One of the reasons why it works so well, is that it plays to their strengths:
(i) Decision trees have a hard time fitting linear functions (they have to stair-step a lot, therefore need many internal nodes) and
(ii) linear functions are terrible where equi-label regions have a recursively partitioned structure.
In the decision tree building process the first cut would usually be on the synthetic linear feature added, which would earn it the linear classifier accuracy right away, leaving the DT algorithm to work on the part where the linear classifier is struggling. This idea is not that different from boosting.
One could also consider different (random) rotations of the data to form a forest of trees build using steps above, but was usually not necessary. Or rotate the axes so that all are orthogonal to the linear classifier learned.
One place were DT struggle is when the features themselves are very (column) sparse, not many places to place the cut.
In theory, this means you can 'compile' most neural networks into chains of if-else statements but it's not well understood when this sort of approach works well.
Why "naive"? Because there is no such thing as NumPy or data frames in the Guile ecosystem to my knowledge, and the data representation is therefore probably quite inefficient.
I've been using a scoring system for website analysis that's essentially a decision tree under the hood. Does the site have a meta description? Does it load in under 3 seconds? Is it mobile responsive? Each check produces a score, the tree aggregates them. Users understand why they got their score because the logic is transparent.
Try explaining why a neural network rated their website 73/100. Decision trees make that trivial.

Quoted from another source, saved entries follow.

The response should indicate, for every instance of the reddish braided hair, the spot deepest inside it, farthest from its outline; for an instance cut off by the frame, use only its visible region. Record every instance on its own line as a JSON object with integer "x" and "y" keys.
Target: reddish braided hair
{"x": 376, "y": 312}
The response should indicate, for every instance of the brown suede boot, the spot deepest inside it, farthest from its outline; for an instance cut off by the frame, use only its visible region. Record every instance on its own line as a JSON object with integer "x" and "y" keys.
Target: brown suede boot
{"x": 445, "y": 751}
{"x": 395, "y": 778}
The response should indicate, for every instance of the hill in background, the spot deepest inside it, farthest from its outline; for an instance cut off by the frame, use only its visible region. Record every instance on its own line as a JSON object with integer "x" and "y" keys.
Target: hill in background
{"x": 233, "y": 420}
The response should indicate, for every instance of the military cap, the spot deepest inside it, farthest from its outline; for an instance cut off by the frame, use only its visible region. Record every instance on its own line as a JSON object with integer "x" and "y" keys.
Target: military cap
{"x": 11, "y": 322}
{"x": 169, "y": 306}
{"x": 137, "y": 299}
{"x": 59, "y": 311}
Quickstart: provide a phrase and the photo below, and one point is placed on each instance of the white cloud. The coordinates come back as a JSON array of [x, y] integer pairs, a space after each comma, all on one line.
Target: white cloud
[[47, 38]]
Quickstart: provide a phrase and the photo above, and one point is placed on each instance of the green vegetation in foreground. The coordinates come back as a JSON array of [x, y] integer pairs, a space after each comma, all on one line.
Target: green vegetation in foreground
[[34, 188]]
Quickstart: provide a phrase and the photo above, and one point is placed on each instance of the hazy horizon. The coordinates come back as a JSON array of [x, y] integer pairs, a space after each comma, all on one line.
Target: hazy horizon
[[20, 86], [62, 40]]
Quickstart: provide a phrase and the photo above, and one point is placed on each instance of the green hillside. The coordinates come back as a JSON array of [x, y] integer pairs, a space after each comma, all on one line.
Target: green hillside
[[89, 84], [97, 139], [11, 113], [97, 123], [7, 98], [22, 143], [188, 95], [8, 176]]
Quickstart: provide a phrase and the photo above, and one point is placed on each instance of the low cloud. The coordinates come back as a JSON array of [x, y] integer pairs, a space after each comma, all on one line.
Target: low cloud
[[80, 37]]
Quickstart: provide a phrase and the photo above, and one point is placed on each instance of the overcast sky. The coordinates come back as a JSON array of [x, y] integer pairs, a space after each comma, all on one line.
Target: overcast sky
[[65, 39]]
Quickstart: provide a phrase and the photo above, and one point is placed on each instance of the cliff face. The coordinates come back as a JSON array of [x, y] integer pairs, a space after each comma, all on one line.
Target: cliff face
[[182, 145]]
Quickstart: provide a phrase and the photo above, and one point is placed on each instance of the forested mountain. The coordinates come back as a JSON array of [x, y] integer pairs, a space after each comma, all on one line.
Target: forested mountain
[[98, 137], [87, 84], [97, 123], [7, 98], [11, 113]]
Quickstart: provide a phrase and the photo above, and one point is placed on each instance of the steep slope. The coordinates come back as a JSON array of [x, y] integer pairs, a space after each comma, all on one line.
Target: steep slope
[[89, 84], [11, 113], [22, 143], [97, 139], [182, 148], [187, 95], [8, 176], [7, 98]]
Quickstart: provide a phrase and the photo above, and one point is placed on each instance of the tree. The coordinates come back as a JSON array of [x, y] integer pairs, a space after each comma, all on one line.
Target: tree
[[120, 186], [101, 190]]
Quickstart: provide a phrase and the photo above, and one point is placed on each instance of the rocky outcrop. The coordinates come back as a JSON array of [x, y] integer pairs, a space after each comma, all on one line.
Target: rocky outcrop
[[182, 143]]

I've long dismissed decision trees because they seem so ham-fisted compared to regression and distance-based clustering techniques but decision trees are undoubtedly very effective.
See more in chapter seven of the Oxford Handbook of Expertise. It's fascinating!
Gonna try to cook up something personal. It's amazing how people are now using regression models basically all the time and yet no-one uses these things on their own.
Human societies look for actual major correlations and establish classifications. Except with scientific-minded humans, we often also want, to know the why behind the correlations. David Hume got involved w that… https://brainly.com/question/50372476
Let me ask a provocative question. What, ultimately, is the difference between knowledge and bias?